Jon Konrath: The worst parts of my life are right after I finish a book, because I go into these huge postpartum depressions and don’t know what to do next. Sometimes I try to find something else creative to do. When I finished Fistful of Pizza, I went out and bought a bunch of iPhone programming books and tried to write a Tetris ripoff for the iPad. After Sleep Has No Master, I went back to playing bass guitar, which I hadn’t done in twenty years. But I lose momentum and it’s hard to get going again. And when I don’t write, the depression gets huge. This time, I forced myself to keep writing, and it’s been better, but it’s still a massive struggle.
It’s also hard for me to start another project without knowing how the last one was received. I feel like I could probably belt out another book similar to Thunderbird in quick order, but I don’t really know how it did. It’s also hard for me to just do another book like the last one.
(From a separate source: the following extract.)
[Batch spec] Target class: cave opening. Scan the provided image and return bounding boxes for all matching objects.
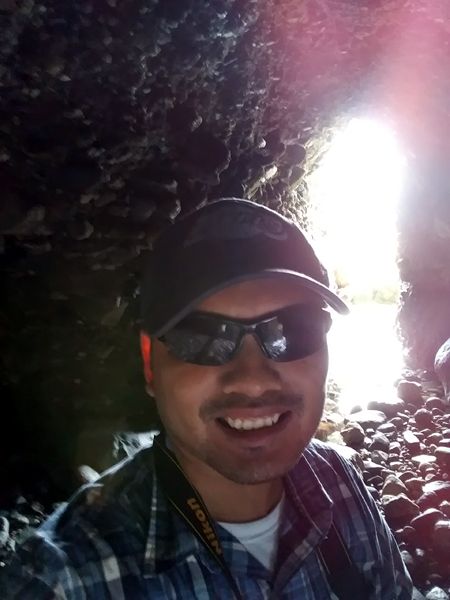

It reminds me of bands like AC/DC – whom I love – but who basically put out the same album every year. I’m my own worst critic, and a glass-half-empty guy, and it takes me a couple of years to go back and look at something I wrote and think it’s good, especially after I read it nineteen times a week for two months during editing. So there’s always a feeling that the last project wasn’t great and I need to do more next time. (Of course, if you haven’t read the book yet, it is awesome, and you should go buy multiple copies.)
My favorite book I’ve written was Rumored to Exist, and I think after every project, the first thing that comes to mind is to write another book like it, only better. But that book was a seven-year process, and when I was well into year six, I still didn’t know where it was heading. I’ve been writing these ultra-short flash sketches, and I’m like 50,000 words into a collection of them, but the whole thing has no form or theme. So one has to emerge, or I need to think of some way to tie it together. Or maybe one of the pieces will slowly expand and become a book. All I know now is that I can’t plan this, and I need to keep moving and not lose momentum, so I’ll keep at it.